The FOX executive team took questions from reporters on a conference call this morning ahead of this afternoon’s upfront presentation in New York City. MANY of the questions focused on the big announcement that American Idol would return next January for a 15th and FINAL season. FOX’s breakout hit, Empire, which is set to return in the Fall, for an 18 episode run, was also a big topic of conversation.
American Idol will return in 2016 in its usual timeslot with the same judges–Keith Urban, Jennifer Lopez and Harry Connick Jr.–and the same format as the current season. It will air twice a week, Wednesday and Thursday. When the live shows begin, the combination performance results will air on THURSDAYS (rather than Wednesday as it is currently). To end the series in a celebratory and nostalgic manner, production will be inviting former judges and alumni to return for one last goodbye.
Special guest stars for Empire weren’t name checked, but promise to be “amazing.” Many stars have “lined up to be on this show.” It was confirmed that singer/producer/songwriter Ne-Yo is set to compose music for the series, along with Timbaland. FOX decided not to change the series’ air date or time period–Wednesdays at 9/8c pm. “We want to reward our fans. We’d be crazy to move it.” There isn’t an issue with content as far as the time slot. FOX realizes that appointment television is so rare these days, they didn’t want to disturb a formula that has worked spectacularly so far.
Empire, as well as other scrpted fare, will air in two uninterrupted installments. Part one in the fall will lead up to a “big cliffhanger.” Part 2 will come in the spring. “This will give more consistency for our viewers and create built in events for our series twice a year.”
The following are complete questions and answers from the Q & A regarding Idol. uI wonder how thrilled the team was to have 2/3 of the conference taken up with Idol questions!
On making the decision to bring American Idol to an end: “It was not an easy decision. American Idol has been such a vital part of FOX for its run. We spent a lot of time talking with the producers about the future of American Idol and collectively we all arrived at the conclusion that it was time to bring the show to an end. We really wanted to do it in a way that felt special and celebratory and treated the show the way that it deserved to be treated. [The final season is] going to be a true season long celebration. We’re already talking about surprises we can have for the fans to make it feel special, and to send it off in a way that is as significant as its run it’s had on our network.”
Will judges like Simon Cowell, Randy Jackson and Paula Abdul have some role in the final season? “We would welcome any of them back. Obviously, the executive producers are focused right now on ending this season in a big way. We’re having conversations with them about anything that you can imagine in terms of what would be celebratory, what would feel nostalgic, and all of the things that you might do to send the show off in a way that feels memorable.”

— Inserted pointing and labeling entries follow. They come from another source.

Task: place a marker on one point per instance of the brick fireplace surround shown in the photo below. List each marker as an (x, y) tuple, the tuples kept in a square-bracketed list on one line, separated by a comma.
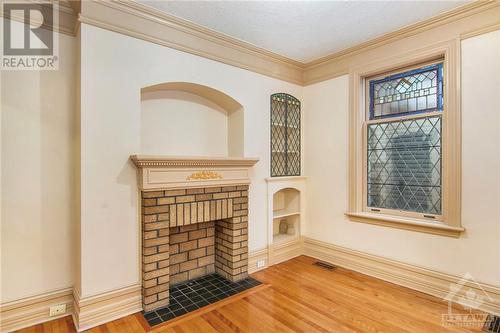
[(194, 222)]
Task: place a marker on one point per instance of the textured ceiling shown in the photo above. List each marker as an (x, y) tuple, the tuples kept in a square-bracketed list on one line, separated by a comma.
[(304, 30)]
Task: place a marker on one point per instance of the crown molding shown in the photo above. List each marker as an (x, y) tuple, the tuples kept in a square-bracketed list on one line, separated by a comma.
[(67, 16), (462, 22), (140, 21)]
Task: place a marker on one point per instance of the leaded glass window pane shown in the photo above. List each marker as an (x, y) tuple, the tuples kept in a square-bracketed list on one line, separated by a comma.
[(404, 165), (285, 135), (416, 91)]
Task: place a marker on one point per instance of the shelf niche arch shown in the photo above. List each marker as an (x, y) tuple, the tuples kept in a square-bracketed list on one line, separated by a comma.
[(190, 119)]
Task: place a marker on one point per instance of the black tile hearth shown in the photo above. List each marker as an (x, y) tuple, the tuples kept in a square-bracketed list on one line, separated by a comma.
[(195, 294)]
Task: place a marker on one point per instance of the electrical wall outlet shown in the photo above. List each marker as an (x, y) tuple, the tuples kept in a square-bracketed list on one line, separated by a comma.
[(57, 310)]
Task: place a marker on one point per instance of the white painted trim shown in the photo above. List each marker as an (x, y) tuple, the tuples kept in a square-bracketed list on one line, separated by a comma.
[(99, 309), (414, 277), (255, 256), (33, 310)]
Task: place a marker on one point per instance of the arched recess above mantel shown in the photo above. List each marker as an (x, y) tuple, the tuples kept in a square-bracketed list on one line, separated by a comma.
[(185, 118)]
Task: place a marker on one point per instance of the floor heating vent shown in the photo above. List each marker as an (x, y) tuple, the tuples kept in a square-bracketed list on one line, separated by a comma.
[(324, 265), (492, 324)]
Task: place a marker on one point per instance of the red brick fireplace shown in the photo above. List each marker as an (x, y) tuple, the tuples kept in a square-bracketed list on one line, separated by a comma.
[(194, 221)]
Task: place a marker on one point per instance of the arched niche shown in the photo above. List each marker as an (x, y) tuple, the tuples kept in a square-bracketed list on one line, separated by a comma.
[(189, 119)]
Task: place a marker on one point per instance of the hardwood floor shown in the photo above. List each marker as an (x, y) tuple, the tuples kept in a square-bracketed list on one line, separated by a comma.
[(299, 297)]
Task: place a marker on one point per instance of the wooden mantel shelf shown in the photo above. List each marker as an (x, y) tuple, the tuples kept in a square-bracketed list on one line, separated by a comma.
[(160, 161), (169, 172)]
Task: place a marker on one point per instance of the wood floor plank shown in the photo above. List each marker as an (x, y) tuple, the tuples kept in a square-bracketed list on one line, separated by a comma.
[(298, 296)]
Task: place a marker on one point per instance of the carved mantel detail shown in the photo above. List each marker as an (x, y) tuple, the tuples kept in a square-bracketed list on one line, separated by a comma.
[(165, 172)]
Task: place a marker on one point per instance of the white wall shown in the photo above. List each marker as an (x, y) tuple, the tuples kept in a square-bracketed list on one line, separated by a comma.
[(114, 69), (478, 251), (181, 123), (37, 119)]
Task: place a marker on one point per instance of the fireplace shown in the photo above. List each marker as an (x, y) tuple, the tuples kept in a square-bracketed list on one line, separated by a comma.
[(194, 221)]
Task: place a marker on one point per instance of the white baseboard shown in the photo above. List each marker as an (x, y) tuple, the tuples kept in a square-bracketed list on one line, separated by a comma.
[(254, 257), (33, 310), (285, 251), (96, 310), (274, 254), (421, 279)]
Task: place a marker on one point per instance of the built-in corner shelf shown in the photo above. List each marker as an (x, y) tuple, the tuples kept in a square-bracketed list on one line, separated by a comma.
[(278, 214), (286, 202)]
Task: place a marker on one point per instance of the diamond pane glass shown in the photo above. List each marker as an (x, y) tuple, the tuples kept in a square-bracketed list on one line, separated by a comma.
[(285, 135), (404, 165), (415, 91)]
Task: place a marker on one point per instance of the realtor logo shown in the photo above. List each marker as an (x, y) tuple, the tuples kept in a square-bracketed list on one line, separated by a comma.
[(29, 40), (471, 296)]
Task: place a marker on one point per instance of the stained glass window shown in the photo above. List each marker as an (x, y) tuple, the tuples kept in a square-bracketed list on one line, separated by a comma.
[(403, 170), (404, 165), (285, 135), (416, 91)]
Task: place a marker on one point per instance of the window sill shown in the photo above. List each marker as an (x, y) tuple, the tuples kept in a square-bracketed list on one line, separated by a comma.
[(412, 224)]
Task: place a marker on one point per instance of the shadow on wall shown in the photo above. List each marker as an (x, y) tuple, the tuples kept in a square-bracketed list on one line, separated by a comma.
[(188, 119)]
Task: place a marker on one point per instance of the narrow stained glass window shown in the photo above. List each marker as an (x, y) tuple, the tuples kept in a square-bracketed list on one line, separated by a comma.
[(416, 91), (285, 135)]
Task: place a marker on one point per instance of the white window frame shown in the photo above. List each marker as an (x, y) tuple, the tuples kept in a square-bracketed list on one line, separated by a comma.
[(448, 223)]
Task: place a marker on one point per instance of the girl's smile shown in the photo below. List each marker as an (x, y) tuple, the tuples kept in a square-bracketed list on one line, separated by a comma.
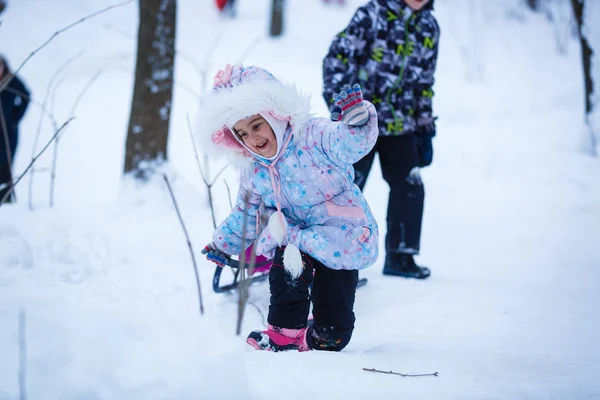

What happens to the franchise now that the original run of Idol is over? “We haven’t had any kind of detailed conversations with them about life post next season. We have a very collaborative relationship with [Idol production company] Freemantle, Core is part of the greater 21st century FOX family. I think the future for the franchise–the story remains to be written. Idol still is a popular franchise in other parts of the world. It just felt collectively with them, it was the right time to bring this run to a close. I think the future–there is endless possibilities.”
Are there any surprises ahead for the finale and beyond? “We don’t really have anything to share today about what’s going to happen next season. We’re just staying focused on ending this season. If you can imagine the conversations that we’ve been having with them about what next season will look like, and finally making a pretty emotional decision to bring the show to an end. It really consumed the conversations that we’ve had thus far. I’m sure next week after the show has wrapped we’ll start having more concrete conversations about exactly what next season will look like. I will tell you, having spent time very recently with former Idol judges, there’s a lot of enthusiasm about coming back and paying tribute to a show that launched many many successful careers. I think there’s going to be a lot of enthusiasm around former contestants and judges being a part of the show.”
Is FOX out of the singing competition business? “I don’t think we’d ever make that kind of proclamation. Obviously Idol has been such a strong performer for us and continues to be a strong performer. We have a new head of unscripted programming…she and her team are developing all sorts of unscripted programs including performance shows. We’ll see what comes in that feels most creatively vibrant and we certainly could end up in that space. It feels that space–you need to re-invent performance shows somewhat. That certainly would be a challenge we would welcome.”
How seriously did the network consider bringing Idol back in the summer, or blowing up the format completely, before deciding to end it altogether? “We really didn’t give a lot of thought to that. Idol is a #1 show on broadcast, I believe for eight seasons. It was a collective decision that we made with the producers that the right way to send this show out is right in the time period that it’s had for these last years and to make it a celebratory event. It still has a great deal of popularity in viewing and we’re going to deliver a really special season next year.”
There was a question about bringing back Brian Dunkleman. The room erupted in laughter. “Where is Brian Dunkleman? If you get me his number I will call and invite him.”